I wanted to preface by saying that I really enjoyed this essay. Not only did it raise more than a few questions I don’t have a personal answer to, but it also strung me along answering the questions I was raising as I continued. I’ll share a few thoughts I was interested in getting responses to.
First, can artistic intention really be analyzed when the intent of the piece has been determined to be purely aesthetic in nature? Structuralist and formalist analysis aside (243-245), when the artist claims that the piece is meant to be purely artistic critics will still ascribe whatever beliefs they feel onto that piece, no matter how objectively they may view the work. Devereaux argues for this. I believe that Triumph of the Will is really a rare–but poignant–example of when underlying motives can clearly and faithfully be derived from analysis of an artistic work. From there, outside factual historical perspective, critique falls into speculation. In this example, history has revealed the intent of the film. The true vision of the film, moving the audience to support fascism and National Socialism (248) was likely not as widely realized in 1935, especially to the primary audience. Hindsight is one thing, but how many pieces of art that would otherwise be considered masterpieces never came to be viewed as such because their original intent followed a different path in history that was never fully realized? Would the film still be considered beautiful and evil upon its release in 1935?

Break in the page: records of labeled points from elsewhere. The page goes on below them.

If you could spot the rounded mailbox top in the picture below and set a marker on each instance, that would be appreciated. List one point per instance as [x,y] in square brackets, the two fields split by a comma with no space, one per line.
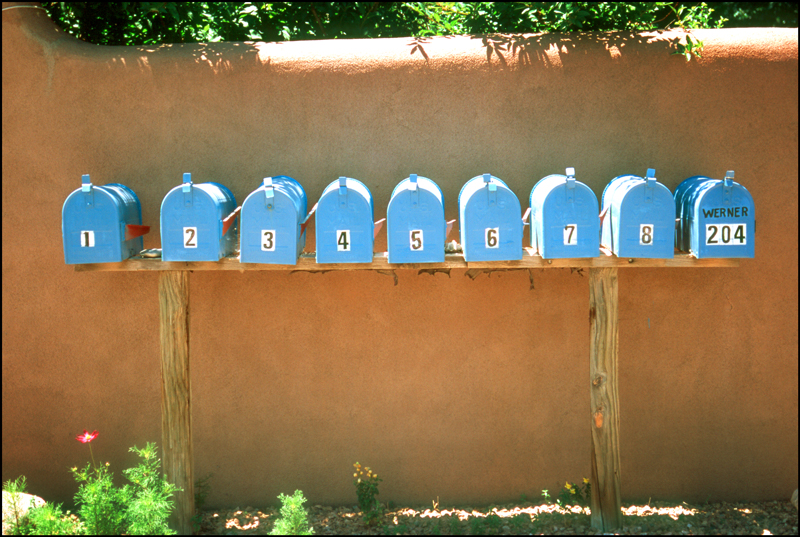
[422,183]
[478,182]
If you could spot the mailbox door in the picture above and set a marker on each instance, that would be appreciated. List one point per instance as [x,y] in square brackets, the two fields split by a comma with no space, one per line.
[92,228]
[190,232]
[345,224]
[646,222]
[270,231]
[415,223]
[722,223]
[568,225]
[492,230]
[682,192]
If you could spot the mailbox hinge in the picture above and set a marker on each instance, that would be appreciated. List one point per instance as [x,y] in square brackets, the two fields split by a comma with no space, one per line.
[187,189]
[342,191]
[570,185]
[492,191]
[727,187]
[649,184]
[86,188]
[269,192]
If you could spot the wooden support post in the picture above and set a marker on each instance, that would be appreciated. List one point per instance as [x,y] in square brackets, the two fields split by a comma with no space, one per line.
[606,499]
[176,395]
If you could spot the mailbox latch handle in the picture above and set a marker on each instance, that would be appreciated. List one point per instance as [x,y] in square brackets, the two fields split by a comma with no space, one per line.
[414,188]
[570,185]
[269,192]
[187,189]
[649,184]
[727,187]
[492,191]
[342,191]
[86,188]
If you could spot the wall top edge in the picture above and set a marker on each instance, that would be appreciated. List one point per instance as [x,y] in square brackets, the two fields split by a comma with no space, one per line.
[498,51]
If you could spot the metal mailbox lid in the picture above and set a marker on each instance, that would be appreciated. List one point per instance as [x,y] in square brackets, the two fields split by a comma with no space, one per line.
[191,222]
[638,218]
[718,217]
[416,227]
[565,220]
[93,220]
[344,223]
[490,220]
[271,222]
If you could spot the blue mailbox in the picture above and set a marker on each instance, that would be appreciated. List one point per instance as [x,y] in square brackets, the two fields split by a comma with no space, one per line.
[101,224]
[491,227]
[272,218]
[565,220]
[716,218]
[345,230]
[416,229]
[638,217]
[198,222]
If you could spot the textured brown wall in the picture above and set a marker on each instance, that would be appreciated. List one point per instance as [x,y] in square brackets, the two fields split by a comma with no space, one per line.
[472,391]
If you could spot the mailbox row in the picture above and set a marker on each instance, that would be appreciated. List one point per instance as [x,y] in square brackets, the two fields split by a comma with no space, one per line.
[200,222]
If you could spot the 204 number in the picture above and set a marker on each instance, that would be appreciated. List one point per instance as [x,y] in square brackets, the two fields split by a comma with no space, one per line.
[717,234]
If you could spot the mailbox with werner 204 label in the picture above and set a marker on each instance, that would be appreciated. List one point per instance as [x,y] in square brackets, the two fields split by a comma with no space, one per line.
[344,227]
[565,220]
[716,218]
[416,229]
[273,218]
[491,227]
[101,224]
[638,217]
[198,222]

All works are contextually situated, and I would agree with Devereaux’s take that (sophisticated) formalism cannot be used for a pure evaluation of any art. I don’t agree, as she hints at, that critique of the work can be applied under only a single lens of evaluation. Triumph of the Will is evil in the context of history that we understand. But it is also a work of art. It is one of the finest examples of media propaganda in history. It is also viewed as a significant part of a historically important cultural movement. Maybe I’m just overdetermining things, but I agree with Eldridge’s view that critique must be overdeterministic (148). And yes, I may have just made that word up. Devereaux’s historical perspective is still just one perspective, even if it shows that the work is, in fact, evil. I couldn’t help but feel that Devereaux was subtly offering an argument here that formalist understanding is evil or amoral, not an actual critique of Triumph of the Will.